Small businesses have been hit with yet more cashflow pressures today after the 2p rise in fuel duty came into effect following more than a year of floundering by the Treasury.
It’s the second of three recent stealth tax rises to hit Britain’s 33 million drivers, after the government introduced a 5p rise last year.
The AA, which opposed the rise, said for a family with two cars, each using an average of 1,286 litres per year, the annual tax increase will be £54.53.The Freight Transport Association (FTA) added the rise could ‘push businesses over the edge’.
AA president Edmund King said: "These April fuel increases are no joke. It's a shame that this and other fuel tax increases will severely dent consumer spending and undermine the UK's economic recovery.Taking an extra £1 off drivers each time they fill up their fuel tank is a £1 taken away from High Street and leisure spending that would help revive the economy.”
And if this isn’t enough, the FTA said there could be further fuel tax increases this year announced in April’s Budget, as well as a rise in haulage truck firms going out of business.
FTA chief executive Theo de Pencier said: "The government has another bite of the cherry on 22 April.
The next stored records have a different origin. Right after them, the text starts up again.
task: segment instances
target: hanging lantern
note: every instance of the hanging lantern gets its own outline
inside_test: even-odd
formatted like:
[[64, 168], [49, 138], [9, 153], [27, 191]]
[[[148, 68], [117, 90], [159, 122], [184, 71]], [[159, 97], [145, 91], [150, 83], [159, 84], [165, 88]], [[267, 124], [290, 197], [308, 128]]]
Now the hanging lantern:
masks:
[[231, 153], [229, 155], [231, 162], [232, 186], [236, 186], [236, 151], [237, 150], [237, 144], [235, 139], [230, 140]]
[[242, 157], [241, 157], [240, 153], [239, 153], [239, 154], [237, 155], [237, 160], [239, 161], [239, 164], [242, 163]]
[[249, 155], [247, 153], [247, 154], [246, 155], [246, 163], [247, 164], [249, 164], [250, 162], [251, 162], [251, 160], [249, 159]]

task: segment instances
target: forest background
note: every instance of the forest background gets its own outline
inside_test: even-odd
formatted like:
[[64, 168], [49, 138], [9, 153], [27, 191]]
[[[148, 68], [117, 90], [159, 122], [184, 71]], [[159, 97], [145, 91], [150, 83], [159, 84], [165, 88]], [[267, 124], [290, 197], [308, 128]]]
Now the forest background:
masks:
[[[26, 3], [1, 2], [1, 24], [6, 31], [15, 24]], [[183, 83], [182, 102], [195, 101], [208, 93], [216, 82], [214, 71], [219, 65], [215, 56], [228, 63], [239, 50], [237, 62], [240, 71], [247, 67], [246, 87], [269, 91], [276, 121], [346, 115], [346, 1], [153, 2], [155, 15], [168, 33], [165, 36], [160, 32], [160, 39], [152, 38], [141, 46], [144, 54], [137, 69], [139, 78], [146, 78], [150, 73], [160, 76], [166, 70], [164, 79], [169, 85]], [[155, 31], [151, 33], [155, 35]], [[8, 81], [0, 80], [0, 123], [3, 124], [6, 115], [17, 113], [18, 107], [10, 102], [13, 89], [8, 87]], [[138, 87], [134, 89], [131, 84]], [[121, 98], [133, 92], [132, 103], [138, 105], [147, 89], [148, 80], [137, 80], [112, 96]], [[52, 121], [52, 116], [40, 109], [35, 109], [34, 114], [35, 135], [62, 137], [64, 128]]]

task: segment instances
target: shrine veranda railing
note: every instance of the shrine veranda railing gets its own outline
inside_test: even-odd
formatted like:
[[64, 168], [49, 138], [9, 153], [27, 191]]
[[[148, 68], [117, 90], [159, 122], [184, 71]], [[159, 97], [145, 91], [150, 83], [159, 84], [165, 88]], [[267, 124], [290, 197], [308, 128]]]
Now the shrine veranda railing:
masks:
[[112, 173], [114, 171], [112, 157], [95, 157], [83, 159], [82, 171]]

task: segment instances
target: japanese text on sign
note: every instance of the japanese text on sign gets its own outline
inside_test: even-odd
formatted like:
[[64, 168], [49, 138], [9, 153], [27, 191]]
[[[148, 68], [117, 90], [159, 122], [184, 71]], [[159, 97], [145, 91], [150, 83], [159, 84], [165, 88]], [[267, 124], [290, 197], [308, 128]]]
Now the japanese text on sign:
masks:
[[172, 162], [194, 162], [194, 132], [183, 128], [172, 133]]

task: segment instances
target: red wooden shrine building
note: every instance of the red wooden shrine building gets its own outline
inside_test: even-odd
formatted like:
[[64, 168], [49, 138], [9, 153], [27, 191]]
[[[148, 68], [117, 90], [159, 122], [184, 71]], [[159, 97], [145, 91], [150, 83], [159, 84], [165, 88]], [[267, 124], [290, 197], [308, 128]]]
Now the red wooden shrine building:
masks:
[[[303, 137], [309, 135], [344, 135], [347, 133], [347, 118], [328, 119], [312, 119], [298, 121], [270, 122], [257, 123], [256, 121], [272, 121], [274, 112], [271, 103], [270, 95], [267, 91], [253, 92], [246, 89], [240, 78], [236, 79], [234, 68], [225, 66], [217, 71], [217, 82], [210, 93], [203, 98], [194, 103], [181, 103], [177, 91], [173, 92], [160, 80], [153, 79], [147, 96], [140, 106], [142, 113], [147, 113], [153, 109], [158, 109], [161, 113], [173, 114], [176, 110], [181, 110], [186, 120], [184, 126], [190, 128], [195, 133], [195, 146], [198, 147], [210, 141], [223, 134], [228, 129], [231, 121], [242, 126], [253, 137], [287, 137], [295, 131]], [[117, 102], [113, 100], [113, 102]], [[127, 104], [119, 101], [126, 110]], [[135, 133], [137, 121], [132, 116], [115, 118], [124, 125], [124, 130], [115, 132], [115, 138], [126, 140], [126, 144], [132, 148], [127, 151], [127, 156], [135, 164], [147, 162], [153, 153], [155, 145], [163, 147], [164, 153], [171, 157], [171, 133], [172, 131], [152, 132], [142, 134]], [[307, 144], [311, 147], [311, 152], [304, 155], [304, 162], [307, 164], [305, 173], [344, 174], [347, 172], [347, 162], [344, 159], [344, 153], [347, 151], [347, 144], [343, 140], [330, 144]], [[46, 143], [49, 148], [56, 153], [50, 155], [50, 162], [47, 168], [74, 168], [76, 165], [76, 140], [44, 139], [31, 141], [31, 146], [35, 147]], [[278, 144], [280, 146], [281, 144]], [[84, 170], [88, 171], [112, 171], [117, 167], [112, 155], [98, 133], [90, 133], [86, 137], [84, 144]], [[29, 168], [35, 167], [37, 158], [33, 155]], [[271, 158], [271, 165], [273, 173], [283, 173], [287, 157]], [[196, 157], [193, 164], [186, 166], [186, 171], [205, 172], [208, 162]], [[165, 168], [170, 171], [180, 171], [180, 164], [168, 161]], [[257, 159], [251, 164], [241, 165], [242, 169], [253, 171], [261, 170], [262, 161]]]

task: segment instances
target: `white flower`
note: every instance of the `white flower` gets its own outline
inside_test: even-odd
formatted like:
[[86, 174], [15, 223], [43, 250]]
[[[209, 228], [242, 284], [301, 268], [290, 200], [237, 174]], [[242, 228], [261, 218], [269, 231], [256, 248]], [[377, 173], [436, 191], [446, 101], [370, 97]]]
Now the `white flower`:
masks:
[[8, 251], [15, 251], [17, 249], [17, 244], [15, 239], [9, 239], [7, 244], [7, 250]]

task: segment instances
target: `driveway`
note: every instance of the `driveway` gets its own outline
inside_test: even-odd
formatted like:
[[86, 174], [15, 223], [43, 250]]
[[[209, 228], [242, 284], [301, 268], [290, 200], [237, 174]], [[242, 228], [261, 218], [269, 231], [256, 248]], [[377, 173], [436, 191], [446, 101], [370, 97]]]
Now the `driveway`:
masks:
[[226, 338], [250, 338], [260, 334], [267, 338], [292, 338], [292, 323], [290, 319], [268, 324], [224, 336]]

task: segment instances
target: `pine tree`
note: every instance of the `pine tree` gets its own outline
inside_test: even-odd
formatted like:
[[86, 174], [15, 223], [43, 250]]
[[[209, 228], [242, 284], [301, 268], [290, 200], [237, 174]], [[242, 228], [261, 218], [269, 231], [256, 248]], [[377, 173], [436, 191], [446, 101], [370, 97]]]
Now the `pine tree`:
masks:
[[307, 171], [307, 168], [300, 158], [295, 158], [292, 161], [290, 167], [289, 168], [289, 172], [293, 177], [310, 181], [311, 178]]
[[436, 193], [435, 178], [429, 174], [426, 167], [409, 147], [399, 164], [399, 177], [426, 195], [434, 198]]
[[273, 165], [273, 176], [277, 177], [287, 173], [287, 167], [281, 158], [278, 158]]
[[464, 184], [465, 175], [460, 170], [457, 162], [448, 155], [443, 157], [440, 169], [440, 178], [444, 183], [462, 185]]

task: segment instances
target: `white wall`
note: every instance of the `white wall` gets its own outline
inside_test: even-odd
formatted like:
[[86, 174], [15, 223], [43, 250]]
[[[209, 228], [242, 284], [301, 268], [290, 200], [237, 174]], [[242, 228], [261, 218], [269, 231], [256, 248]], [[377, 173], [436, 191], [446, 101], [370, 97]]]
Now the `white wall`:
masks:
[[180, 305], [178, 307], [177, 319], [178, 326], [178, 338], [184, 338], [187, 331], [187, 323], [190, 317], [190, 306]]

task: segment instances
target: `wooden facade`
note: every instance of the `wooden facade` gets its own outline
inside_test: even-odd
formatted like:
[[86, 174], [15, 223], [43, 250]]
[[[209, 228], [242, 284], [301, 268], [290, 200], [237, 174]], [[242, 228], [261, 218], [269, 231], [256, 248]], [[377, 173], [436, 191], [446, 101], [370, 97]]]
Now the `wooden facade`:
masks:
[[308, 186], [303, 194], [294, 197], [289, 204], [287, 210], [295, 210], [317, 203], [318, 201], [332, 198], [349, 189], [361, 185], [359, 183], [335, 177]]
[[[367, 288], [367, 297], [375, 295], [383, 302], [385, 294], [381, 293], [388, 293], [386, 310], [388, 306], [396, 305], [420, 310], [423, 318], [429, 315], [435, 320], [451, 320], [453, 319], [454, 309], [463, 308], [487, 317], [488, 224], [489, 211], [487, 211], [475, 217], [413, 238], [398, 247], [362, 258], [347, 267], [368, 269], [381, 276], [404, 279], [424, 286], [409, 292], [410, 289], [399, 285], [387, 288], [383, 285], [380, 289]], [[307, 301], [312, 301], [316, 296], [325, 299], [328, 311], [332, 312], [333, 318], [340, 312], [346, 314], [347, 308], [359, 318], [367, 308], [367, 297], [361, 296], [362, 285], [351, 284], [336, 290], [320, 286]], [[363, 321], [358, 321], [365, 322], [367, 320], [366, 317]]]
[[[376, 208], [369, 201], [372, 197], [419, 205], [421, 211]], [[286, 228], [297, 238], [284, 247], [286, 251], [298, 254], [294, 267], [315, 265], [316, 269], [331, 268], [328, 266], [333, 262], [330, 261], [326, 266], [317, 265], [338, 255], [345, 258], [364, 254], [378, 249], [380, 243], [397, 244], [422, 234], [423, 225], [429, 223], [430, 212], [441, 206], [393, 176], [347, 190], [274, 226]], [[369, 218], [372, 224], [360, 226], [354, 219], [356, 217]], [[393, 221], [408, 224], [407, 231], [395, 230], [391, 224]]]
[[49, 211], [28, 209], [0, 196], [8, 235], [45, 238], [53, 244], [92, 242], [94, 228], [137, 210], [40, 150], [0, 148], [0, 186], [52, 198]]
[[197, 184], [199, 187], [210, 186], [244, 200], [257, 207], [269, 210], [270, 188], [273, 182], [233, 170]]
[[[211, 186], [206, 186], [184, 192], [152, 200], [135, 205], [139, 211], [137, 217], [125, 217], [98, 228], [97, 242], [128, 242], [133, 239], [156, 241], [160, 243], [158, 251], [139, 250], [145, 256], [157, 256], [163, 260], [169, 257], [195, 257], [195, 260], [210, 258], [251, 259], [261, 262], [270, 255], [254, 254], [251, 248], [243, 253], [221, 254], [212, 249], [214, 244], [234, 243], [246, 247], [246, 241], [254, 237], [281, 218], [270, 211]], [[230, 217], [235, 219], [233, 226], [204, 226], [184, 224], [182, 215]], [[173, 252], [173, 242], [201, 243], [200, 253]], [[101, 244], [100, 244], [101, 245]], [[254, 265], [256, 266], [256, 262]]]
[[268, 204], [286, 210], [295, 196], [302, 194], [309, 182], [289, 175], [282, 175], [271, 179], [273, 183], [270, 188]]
If they take that bite, they are as good as signing the death warrants for some businesses and putting yet more workers onto the dole queue.”
"At a time when jobless figures are already sky-rocketing, the government needs to understand that such actions will only add to them."
It’s an interesting move by the government, which has repeatedly claimed small firms are the key to the UK’s economic recovery. Piling up extra costs on firms in the middle of an economic crisis could send them over the edge. Any further increases on fuel must be postponed.